1. Most models assume we need to keep growing the economy indefinitely. The problem is this makes it impossible to transition to zero emissions quickly enough; so they speculate on geoengineering and negative-emissions technologies to save us. Scientists reject this as too risky.
2. By contrast, this scenario proposes that high-income countries don't *need* more growth, and can scale down unnecessary production and consumption. This reduces energy demand (from 140 EJ in 2020 to 40 EJ in 2050), and enables a rapid transition to renewable energy.
3. What does it require? In the global North (Annex 1 countries)
•a shift from private cars to public transportation
•reduction in flights
•smaller average house size

Meanwhile, consumption in the global South (non-Annex 1 countries) rises to converge.
4. Significant reduction of aggregate material use. How? Longer product lifespans; regionalization of production and consumption; ban on advertising; a shift in taxes from labour to resources. All of this allows us to reduce ground freight, which cuts energy use.
5. Food:
•Meat consumption in high-income nations falls by about two-thirds (with specific focus on beef).
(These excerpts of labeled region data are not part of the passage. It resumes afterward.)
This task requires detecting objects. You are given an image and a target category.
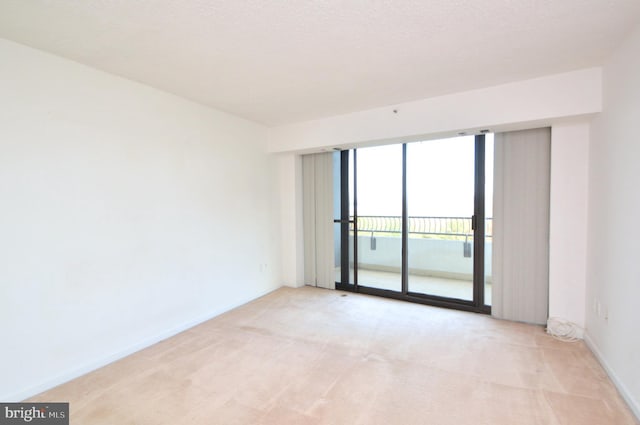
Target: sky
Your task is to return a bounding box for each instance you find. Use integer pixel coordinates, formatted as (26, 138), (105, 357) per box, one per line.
(357, 134), (493, 217)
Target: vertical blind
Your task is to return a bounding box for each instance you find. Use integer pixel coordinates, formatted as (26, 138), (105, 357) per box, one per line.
(302, 152), (335, 289)
(492, 128), (551, 324)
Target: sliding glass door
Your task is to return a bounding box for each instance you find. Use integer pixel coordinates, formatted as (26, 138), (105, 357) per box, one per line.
(356, 145), (403, 292)
(335, 135), (491, 312)
(407, 136), (475, 301)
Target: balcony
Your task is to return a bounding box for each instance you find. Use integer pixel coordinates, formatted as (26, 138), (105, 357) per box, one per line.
(336, 216), (492, 305)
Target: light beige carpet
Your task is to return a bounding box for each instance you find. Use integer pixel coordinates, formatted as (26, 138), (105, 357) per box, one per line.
(32, 287), (637, 425)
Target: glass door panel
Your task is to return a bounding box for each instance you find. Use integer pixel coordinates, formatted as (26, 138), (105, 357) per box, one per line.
(406, 136), (475, 301)
(355, 145), (402, 292)
(483, 133), (493, 306)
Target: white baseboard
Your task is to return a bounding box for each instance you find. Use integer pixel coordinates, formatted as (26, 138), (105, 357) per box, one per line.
(584, 331), (640, 420)
(0, 288), (278, 402)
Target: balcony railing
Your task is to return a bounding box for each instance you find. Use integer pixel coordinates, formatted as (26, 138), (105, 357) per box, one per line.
(351, 215), (493, 239)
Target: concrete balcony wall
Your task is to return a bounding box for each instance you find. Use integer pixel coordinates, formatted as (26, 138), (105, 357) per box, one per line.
(358, 236), (492, 282)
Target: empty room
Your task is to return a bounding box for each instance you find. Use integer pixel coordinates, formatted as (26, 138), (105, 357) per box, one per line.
(0, 0), (640, 425)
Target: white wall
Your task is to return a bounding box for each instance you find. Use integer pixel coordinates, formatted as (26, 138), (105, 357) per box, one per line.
(0, 40), (279, 401)
(278, 154), (304, 288)
(269, 68), (602, 152)
(269, 68), (602, 332)
(585, 26), (640, 417)
(549, 122), (589, 336)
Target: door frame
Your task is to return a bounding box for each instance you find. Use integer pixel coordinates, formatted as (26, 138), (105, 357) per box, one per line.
(334, 134), (491, 314)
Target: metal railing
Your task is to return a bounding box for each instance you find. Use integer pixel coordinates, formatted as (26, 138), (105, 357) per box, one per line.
(351, 215), (493, 238)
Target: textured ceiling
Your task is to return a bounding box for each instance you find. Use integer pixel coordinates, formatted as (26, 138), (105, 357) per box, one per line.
(0, 0), (640, 125)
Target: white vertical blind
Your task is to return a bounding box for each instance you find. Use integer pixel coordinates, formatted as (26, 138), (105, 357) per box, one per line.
(302, 152), (335, 289)
(491, 128), (551, 324)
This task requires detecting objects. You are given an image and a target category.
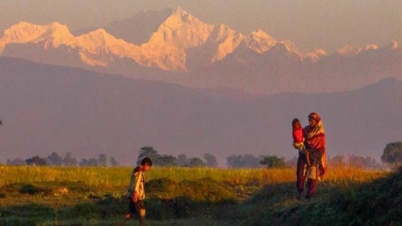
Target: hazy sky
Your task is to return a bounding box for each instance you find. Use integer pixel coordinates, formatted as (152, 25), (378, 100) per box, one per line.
(0, 0), (402, 53)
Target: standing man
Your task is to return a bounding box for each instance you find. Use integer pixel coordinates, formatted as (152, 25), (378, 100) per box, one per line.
(304, 112), (327, 199)
(124, 157), (152, 225)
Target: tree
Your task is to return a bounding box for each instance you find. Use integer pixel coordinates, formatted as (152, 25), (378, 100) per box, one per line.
(204, 153), (218, 167)
(63, 152), (78, 166)
(226, 155), (244, 168)
(159, 155), (177, 166)
(46, 152), (63, 166)
(177, 154), (188, 166)
(109, 157), (119, 166)
(25, 155), (47, 166)
(328, 155), (346, 167)
(190, 157), (205, 167)
(137, 147), (161, 166)
(243, 154), (264, 168)
(260, 155), (286, 168)
(78, 158), (99, 166)
(6, 158), (27, 166)
(98, 154), (107, 166)
(381, 142), (402, 166)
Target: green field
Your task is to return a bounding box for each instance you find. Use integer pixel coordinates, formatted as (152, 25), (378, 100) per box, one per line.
(0, 166), (402, 226)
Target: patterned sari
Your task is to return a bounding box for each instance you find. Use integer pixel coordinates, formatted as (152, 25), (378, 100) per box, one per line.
(305, 112), (326, 173)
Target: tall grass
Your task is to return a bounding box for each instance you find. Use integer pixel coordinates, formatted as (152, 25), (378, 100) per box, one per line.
(0, 166), (386, 189)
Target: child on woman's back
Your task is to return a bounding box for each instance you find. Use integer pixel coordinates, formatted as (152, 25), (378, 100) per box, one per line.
(292, 118), (311, 166)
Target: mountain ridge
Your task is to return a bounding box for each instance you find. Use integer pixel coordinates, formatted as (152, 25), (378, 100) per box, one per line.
(0, 7), (402, 94)
(0, 57), (402, 166)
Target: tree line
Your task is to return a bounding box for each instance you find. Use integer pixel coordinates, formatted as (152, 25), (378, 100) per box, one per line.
(6, 142), (402, 169)
(6, 152), (119, 166)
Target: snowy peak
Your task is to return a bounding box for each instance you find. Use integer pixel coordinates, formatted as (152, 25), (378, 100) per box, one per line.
(1, 22), (73, 47)
(246, 29), (277, 53)
(149, 7), (214, 49)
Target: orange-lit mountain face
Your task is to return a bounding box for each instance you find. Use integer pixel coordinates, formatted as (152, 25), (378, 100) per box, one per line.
(0, 8), (402, 94)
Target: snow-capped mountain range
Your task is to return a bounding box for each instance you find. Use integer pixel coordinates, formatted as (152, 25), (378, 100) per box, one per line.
(0, 8), (402, 94)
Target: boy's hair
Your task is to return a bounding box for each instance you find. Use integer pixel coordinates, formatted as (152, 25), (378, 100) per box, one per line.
(141, 157), (152, 166)
(292, 118), (300, 127)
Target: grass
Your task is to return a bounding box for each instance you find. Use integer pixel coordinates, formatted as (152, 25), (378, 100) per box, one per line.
(0, 166), (402, 226)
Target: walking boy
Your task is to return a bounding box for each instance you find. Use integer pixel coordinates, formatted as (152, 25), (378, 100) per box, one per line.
(125, 157), (152, 225)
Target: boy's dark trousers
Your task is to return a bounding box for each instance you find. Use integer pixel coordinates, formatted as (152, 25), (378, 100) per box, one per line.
(128, 199), (145, 225)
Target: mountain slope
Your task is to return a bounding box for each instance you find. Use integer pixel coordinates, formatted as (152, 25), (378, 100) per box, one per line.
(0, 57), (402, 166)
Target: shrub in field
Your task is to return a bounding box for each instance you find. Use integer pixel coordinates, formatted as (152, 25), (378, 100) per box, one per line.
(146, 178), (239, 219)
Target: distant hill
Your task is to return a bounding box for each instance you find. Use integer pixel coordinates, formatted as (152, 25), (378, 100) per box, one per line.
(0, 57), (402, 166)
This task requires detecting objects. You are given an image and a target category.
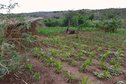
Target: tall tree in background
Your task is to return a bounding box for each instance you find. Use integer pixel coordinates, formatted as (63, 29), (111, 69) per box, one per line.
(0, 0), (18, 14)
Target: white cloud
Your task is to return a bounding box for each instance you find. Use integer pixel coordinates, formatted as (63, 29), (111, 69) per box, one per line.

•Significant reduction in food waste.
•Global transition from industrial farming to regenerative agricultural methods to restore soils and biodiversity.
6. Society:
•Universal public services
•Shorter working hours
•Basic income and maximum wage
•Radical reduction in inequality

These measures ensure that all people have access to the resources they need to live flourishing lives even as aggregate economic output declines.
This approach is technologically feasible, ecologically coherent, and socially just. But it requires a dramatic departure from the status quo. The question is not whether it's possible to achieve; the question is whether we are willing to do it.